It would probably be pretty inadvisable to construct a Mount Rushmore featuring notable figures who were born with the kind of face that a Buddhist monk would have a hard time resisting the urge to punch, as you’d basically be begging people to make the trek to the monument with a shitload of dynamite in tow if you were going to immortalize them in stone.
There is no shortage of candidates with a mug that just screams “Firmly Place Fist Here,” so while I’d have a tough time picking the four finalists I think are most worthy of being featured, I’d argue there’s one person who’s an absolute shoe-in thanks to the insufferably smug expression permanently plastered on his face: Martin Shkreli.
It’s been five years since the former CEO of Turing Pharmaceuticals was villainized by the public after the company acquired the rights to a drug called Daraprim (which many people with AIDS relied on to treat infections stemming from the disease) and promptly raised the price of a pill that once cost $13.50 to $700. While the man who was dubbed “Pharma Bro” argued many patients would actually benefit from lower co-pays thanks to a price hike that made the drug 56 times more expensive than it initially cost, that didn’t stop Congress from subpoenaing him to answer questions about the increase and he didn’t do himself any favors in the popularity department by opting to plead the Fifth every time a question was thrown at him during the hearing.
By all accounts, Shkreli is a fairly intelligent guy with a fatal character flaw that leads to him reminding people how smart he is and the benefits he’s reaped as a result at every waking opportunity. He also was seemingly eager to embrace the title of World’s Shittiest Person that was bestowed upon him after finding himself in the spotlight and gave us a glimpse of what American Psycho might’ve looked like if it was set in the YouTube Era thanks to the live streams he routinely used to cement his reputation as a douchebag of unprecedented proportions.
Shortly after the Daraprim scandal broke, we were treated to an incredibly compelling subplot when it was revealed Shkreli was the proud owner of the one and only copy of Once Upon a Time in Shaolin, the Wu-Tang Clan album he’d purchased at auction for $2 million in 2015. He’d occasionally play snippets from the record while broadcasting from his apartment much to the chagrin of RZA, who said he’d be more than happy to exercise a clause in the contract that says members of the group (in addition to Bill Murray) are permitted to stage a heist to repossess it if they’re so inclined.
Shkreli appeared to take a $1 million hit after selling the album on eBay prior to being sentenced to seven years in prison for defrauding investors during his time at the hedge fund he worked at prior to Turing. However, it was on the list of assets the federal government seized in an attempt to recoup the $7.4 million he was ordered to pay back, and while it could eventually get the same treatment as the Fyre Festival merchandise that was recently auctioned off to compensate the people Billy McFarland scammed, there’s no telling when that day may come.
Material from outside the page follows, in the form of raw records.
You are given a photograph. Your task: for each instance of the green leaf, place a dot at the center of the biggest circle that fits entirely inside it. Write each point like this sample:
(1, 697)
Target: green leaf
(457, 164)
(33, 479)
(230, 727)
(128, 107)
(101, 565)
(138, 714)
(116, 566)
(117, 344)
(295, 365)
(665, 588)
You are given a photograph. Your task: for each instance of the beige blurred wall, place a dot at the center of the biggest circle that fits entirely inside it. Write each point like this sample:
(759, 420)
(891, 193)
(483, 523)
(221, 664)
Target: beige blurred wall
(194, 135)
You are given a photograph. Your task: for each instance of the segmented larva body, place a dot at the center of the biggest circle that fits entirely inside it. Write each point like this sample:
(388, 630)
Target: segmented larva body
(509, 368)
Once Upon a Time in Shaolin has an 88-year copyright that prohibits it from being released commercially until 2103, so while most people may never get the chance to listen to any of the 31 tracks that comprise it, we are now getting a consolation prize in the form of a movie about the saga that Netflix has acquired the rights to.
According to Collider, RZA will help produce a film named after the album that will center around the auction and the drama that ensued (although it will presumably feature elements of a backstory that’s arguably wilder than what went down after Shkreli acquired it). There’s currently no released date or information concerning who’ll star in it, but if Paul Dano’s agent didn’t hop on the phone as soon as this news broke, he needs to find a new one.